保育士も一人の親
保育園でお世話になる保育士。
多くの子どもたちを預かり世話をしてくれる大変ありがたい存在ですが、保育士自身も一人の親であることは非常に多いです。
保育士という仕事をしている時、その子どもたちを預ける場所もまた保育園や幼稚園、認定こども園などです。
そのような保育士のために、自分の子どもを自分の勤める保育園に入れられるところも増えてきているようですが、それにはメリットとデメリットが存在します。
安心できるメリット
メリットの一つ目は、自身の通勤と子どもの保育園の送り迎えが同じなこと。
通常、忙しい朝に自分の支度と子どもの支度を同時に済ませて、子どもを保育園へ送ってから通勤するのが一般的だと思います。

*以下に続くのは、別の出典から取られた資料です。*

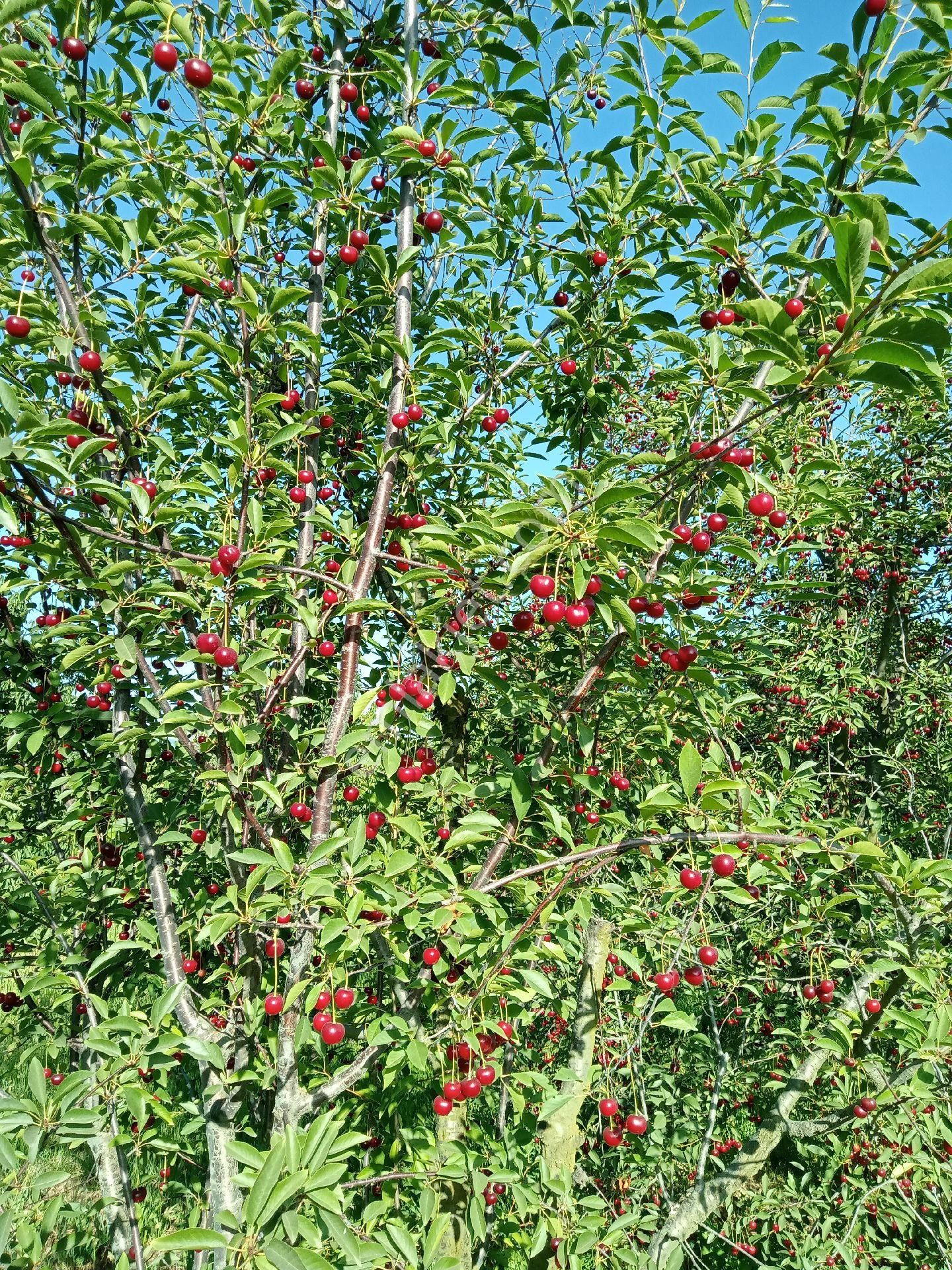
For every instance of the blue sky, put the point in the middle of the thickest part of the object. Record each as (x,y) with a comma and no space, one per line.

しかし同じ保育園だと通勤と送り迎えが一緒なので、多少朝の時間に余裕が生まれます。
メリットの二つ目は、すぐ近くにいるので万が一の時に迅速に対応できることです。
小さな子どもは、急に熱を出したり体調が悪くなることがよくあります。
こんな時は通常、保護者に迎えに来てもらいますが、保護者も仕事の関係ですぐに来られないことも珍しくはありません。
しかし同じ保育園内にいると、何かあった時はすぐに連絡が来るので、自分の子どもの対応に遅れることは少ないでしょう。
対応の仕方も分かっているため、迅速に行動することができます。
メリットの三つ目は、信頼のおける保育士に預けられることです。
自分の子どもの世話をしてくれる保育士は、いつも一緒に働く仲間の保育士です。
いつも一緒に仕事をしているので、どんな相手に預けるかはすでに分かっていますし、まったく知らない保育士に預けるよりかは安心感も断然違うようです。
自分の勤める保育園に子どもを入れることは他の保育園に入れるより、すぐに対応できる安心感という面でのメリットが一番大きいようです。
難しいデメリット
一方でデメリットも存在します。
デメリットの一つ目は、他の保育士に気を遣ってしまうということ。
同じ職場の保育士に自分の子どもを預けるわけなので、預ける側預けられる側双方が気を遣ってしまいます。
信頼関係が築けていればいいかもしれませんが、保育士同士で仲がいいとも限りません。
もし、仲の悪い保育士が世話をすることになったとしたら、親として安心して預けられるかといわれると不安の残るところです。
また、まだ経験の浅い新米保育士が預かる場合も、大切な先輩の子どもを預かることを思うと、他の子どもたちより贔屓目になってしまうかもしれません。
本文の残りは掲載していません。